I’m going to post a separate thread about syntax for user defined gradients and user defined transformations…

I didn’t even realize people were discussiong real issues on the meetings category.

Those two things are unrelated, right? Other than that you need to transform a random variable to match the constraint of a distribution.

I take it the full syntax would now be normal(mu, sigma).lpdf(y) or lpdf(normal(mu, sigma))(y)? I couldn’t follow how the latter related to tuples/structs.

Will that be in addition to write normal_lpdf(y | mu, sigma) or are you thinking of deprecating the latter?

That’d work for something like our log densities with univariate output. But it won’t be performant enough in the multivariate case because the multivariate Jacobian is too heavy to compute and store in the forward pass and also too heavy to apply naively in the backward pass. See the whole thread on developers related to this where the adjoint-Jacobian pattern’s being kicked around.

I wanted to include user-defined transformations in the transformed parameters section all along but I believe @betanalpha and @andrewgelman were strongly opposed. As is, there’s no way to actually define a constrained variable yourself in Stan to behave like Stan because there’s no way to control whether it gets turned on/off during the log density eval (it’s off for optimization for MLE, on for MCMC, and should be on for optimization for MAP, but isn’t).

On another topic, @avehtari and others have been asking for a way to get vectorized output from log densities. That is, something like normal_lpdf_vec(y | mu, sigma) that would return a vector of log densities for each element (assuming one or more of y, mu and sigma is a collection) instead of their sum.

1 Like

They are unrelated but may use similar representations as they are conceptually both groups of functions. If I were a category theorist I would know the words for this; basically a distribution and a bijector are each functions from any number of arguments to a collection of functions. A distribution like normal takes mu and sigma and returns an lpdf from y to a density real, a rng that takes no arguments and returns a real, etc. A transformation or bijector for lower=0 for example takes a lower bound parameter and returns a forward function R->R, an inverse, and a jacobian (for each? we usually only care about the forward’s jacobian I think).

Yeah, those are two ways we could change Stan syntax to reflect this. I’m not really sure how I feel about adding this or replacing the _lpdf, I mostly just wanted to brainstorm here. Do you have a sense for how users would feel between those options? Perhaps a focus group or survey is appropriate. I think this is a Stan 3 thing - I don’t think I’d propose adding a new way of getting at normal’s lpdf without removing the old one.

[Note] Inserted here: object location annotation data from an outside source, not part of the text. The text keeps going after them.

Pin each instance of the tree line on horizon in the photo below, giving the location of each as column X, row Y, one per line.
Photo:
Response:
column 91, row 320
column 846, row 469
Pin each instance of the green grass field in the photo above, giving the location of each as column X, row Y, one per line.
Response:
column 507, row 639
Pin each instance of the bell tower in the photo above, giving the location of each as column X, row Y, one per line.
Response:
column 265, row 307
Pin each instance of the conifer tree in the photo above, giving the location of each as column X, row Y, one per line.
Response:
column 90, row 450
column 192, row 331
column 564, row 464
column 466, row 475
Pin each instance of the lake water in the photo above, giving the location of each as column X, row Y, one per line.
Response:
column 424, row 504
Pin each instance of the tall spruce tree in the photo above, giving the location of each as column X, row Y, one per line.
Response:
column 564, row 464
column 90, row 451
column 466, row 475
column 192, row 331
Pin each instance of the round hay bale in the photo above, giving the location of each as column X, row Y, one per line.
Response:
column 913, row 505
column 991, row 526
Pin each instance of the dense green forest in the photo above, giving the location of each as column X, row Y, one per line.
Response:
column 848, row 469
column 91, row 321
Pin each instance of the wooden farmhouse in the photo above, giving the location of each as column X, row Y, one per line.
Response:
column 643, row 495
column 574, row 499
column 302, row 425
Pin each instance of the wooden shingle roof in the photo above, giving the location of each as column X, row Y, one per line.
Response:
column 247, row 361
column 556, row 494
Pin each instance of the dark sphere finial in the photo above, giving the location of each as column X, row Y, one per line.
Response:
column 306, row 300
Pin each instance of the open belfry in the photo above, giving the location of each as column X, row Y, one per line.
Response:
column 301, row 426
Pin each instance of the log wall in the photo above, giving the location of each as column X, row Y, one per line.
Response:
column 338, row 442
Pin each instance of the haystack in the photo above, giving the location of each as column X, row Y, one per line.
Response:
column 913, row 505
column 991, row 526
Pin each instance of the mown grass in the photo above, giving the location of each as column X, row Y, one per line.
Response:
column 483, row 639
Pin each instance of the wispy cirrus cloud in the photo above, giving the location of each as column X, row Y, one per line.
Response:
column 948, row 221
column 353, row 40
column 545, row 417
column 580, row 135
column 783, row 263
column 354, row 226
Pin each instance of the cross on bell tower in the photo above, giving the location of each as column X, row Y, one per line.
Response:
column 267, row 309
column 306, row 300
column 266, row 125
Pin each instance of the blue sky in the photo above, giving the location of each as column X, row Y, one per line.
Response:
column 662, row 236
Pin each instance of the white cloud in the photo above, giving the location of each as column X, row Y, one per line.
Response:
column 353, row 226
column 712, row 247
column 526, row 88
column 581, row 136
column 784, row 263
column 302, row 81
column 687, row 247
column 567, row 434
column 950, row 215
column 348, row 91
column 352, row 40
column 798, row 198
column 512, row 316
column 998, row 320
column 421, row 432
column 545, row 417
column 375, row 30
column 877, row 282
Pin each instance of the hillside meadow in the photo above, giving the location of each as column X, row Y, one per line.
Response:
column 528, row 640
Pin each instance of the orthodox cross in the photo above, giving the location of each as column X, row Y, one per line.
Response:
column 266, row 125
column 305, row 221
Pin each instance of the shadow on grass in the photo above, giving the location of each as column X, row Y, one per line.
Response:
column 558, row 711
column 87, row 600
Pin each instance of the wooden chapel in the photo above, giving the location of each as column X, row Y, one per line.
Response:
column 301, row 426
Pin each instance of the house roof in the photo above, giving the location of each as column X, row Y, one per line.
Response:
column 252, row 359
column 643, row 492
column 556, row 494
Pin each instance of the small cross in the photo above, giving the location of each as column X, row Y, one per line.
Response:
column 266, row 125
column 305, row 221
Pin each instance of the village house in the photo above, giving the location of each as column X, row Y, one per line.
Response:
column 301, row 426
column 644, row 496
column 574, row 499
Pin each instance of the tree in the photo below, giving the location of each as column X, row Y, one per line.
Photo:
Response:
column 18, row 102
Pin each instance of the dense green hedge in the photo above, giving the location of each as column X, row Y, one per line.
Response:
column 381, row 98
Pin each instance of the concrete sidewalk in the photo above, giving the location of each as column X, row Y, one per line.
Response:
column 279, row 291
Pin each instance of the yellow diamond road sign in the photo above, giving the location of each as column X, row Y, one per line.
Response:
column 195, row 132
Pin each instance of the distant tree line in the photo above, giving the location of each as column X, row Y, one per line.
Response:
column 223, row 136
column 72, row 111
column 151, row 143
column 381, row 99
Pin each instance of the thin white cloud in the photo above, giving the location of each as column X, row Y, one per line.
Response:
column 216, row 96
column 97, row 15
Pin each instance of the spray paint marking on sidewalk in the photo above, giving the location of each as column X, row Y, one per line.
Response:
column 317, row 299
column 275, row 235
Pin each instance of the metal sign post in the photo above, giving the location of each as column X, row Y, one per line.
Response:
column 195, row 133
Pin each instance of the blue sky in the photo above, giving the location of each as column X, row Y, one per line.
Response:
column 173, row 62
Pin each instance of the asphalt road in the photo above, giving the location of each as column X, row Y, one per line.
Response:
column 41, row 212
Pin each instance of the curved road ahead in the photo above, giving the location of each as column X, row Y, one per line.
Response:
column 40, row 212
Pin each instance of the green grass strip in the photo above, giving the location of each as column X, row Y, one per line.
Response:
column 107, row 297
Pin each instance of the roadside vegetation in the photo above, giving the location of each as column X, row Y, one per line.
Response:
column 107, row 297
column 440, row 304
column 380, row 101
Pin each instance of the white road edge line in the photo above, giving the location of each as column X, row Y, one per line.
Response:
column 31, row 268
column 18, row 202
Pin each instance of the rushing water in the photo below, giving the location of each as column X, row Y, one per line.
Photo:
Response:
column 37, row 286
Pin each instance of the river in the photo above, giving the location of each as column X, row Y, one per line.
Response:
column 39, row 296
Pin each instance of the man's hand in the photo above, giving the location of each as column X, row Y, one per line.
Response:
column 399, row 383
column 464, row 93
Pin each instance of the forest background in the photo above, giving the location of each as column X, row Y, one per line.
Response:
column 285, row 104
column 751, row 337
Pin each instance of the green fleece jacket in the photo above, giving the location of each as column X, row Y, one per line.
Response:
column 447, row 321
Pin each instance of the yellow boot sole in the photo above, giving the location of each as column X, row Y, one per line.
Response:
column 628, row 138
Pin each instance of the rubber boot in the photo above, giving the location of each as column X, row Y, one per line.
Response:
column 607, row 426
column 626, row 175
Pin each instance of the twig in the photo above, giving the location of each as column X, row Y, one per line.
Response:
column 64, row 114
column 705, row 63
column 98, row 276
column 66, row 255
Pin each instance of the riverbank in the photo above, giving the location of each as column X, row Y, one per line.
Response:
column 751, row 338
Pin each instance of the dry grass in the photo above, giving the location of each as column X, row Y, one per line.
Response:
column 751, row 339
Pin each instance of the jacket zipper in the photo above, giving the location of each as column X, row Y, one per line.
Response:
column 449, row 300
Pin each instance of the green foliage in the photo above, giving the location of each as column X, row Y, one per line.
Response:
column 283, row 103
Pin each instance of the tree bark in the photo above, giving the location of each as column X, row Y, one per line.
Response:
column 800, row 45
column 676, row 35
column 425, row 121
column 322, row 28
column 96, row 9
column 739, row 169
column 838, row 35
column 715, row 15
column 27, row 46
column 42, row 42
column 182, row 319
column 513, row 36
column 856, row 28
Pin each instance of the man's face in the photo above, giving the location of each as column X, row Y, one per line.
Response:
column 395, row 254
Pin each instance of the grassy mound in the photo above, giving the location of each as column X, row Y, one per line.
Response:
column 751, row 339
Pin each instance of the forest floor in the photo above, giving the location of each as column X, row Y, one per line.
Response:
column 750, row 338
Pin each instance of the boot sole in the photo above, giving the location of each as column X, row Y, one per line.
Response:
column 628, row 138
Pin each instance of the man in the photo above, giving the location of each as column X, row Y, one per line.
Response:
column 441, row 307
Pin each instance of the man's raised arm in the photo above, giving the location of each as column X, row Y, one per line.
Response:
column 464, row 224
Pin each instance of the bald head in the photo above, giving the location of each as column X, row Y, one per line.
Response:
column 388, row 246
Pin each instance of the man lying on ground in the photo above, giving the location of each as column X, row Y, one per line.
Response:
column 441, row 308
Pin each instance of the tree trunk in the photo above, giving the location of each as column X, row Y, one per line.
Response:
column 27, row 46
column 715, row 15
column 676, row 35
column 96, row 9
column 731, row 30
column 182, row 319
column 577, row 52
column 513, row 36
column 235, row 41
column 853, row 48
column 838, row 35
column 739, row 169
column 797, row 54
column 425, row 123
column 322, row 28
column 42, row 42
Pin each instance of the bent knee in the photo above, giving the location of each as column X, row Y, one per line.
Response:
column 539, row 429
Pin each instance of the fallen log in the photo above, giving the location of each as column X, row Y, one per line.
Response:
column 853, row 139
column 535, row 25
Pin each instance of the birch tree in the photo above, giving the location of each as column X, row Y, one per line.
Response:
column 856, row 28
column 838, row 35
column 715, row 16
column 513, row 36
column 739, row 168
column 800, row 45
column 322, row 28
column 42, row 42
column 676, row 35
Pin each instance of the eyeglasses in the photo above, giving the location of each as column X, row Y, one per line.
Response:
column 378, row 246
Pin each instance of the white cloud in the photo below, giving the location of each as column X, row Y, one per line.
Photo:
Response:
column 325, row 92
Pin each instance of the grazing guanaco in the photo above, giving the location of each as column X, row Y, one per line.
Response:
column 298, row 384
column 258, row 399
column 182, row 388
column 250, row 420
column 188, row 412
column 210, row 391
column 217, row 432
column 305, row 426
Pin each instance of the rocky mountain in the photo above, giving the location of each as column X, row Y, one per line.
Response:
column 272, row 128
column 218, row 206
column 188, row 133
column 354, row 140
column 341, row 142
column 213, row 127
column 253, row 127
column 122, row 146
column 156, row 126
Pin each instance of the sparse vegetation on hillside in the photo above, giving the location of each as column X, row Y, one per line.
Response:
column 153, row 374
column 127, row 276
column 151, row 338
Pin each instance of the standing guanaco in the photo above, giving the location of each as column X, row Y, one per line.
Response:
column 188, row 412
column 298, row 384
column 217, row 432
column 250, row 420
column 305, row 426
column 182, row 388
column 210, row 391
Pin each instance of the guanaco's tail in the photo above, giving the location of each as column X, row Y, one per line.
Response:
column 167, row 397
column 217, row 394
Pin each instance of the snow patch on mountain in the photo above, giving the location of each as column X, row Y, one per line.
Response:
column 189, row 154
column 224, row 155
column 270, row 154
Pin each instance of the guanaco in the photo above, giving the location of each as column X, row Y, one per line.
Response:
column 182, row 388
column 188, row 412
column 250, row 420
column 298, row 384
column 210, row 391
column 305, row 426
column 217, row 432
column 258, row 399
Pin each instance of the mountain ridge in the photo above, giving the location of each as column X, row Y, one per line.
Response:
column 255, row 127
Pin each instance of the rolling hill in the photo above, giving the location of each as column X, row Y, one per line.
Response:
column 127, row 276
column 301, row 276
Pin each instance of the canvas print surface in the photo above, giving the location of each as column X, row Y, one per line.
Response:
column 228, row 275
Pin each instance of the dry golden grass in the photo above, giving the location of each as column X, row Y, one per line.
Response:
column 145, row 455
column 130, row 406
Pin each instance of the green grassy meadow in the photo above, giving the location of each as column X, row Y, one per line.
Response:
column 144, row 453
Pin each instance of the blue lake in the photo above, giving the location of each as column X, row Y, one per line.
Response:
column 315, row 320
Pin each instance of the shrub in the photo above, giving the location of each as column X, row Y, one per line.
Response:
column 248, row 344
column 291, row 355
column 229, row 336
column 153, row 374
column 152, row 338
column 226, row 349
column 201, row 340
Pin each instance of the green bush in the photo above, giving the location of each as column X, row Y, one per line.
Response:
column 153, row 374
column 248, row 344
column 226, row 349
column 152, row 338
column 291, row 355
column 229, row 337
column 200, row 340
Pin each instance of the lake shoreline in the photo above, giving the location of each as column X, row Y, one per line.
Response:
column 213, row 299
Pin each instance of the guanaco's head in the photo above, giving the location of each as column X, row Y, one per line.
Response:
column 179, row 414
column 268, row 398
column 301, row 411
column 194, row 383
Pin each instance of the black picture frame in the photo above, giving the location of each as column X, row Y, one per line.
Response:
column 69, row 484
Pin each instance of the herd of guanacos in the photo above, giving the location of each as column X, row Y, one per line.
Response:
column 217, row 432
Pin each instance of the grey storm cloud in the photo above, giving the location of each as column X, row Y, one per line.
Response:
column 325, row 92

Yes! This becomes more clear in the paradigm where a distribution returns a collection of functions. We could add another to this collection (maybe something like vec_lpdf? naming is hard. @avehtari do you have a proposed name for this somewhere?). In our current scheme, that would mean adding *_vec_lpdf functions for each of our distributions. We could actually do that in the compiler and just generate a for loop that returns the right values.

Interesting - I’m not immediately seeing what would go wrong if we did the following:

  1. allow a user to define three functions in the functions block, give them some mechanism for grouping them and letting us know that they are to be collectively considered a transform. I guess if we wanted to add data variables, we’d need a fourth function to check that a variable adheres to the transform.
  2. allow users to annotate variables with the name of the transformation, e.g. real<lower=0> would refer to a transform called lower.

Then, those act the same way that our existing transforms act, warts and all. Is that also objectionable?

There were some discussions long time ago including discussion whether it would be in name or as an option, but no clear winner. I’m fine with _vec_lpdf or _lpdf_vec, and I have survived also with for loop.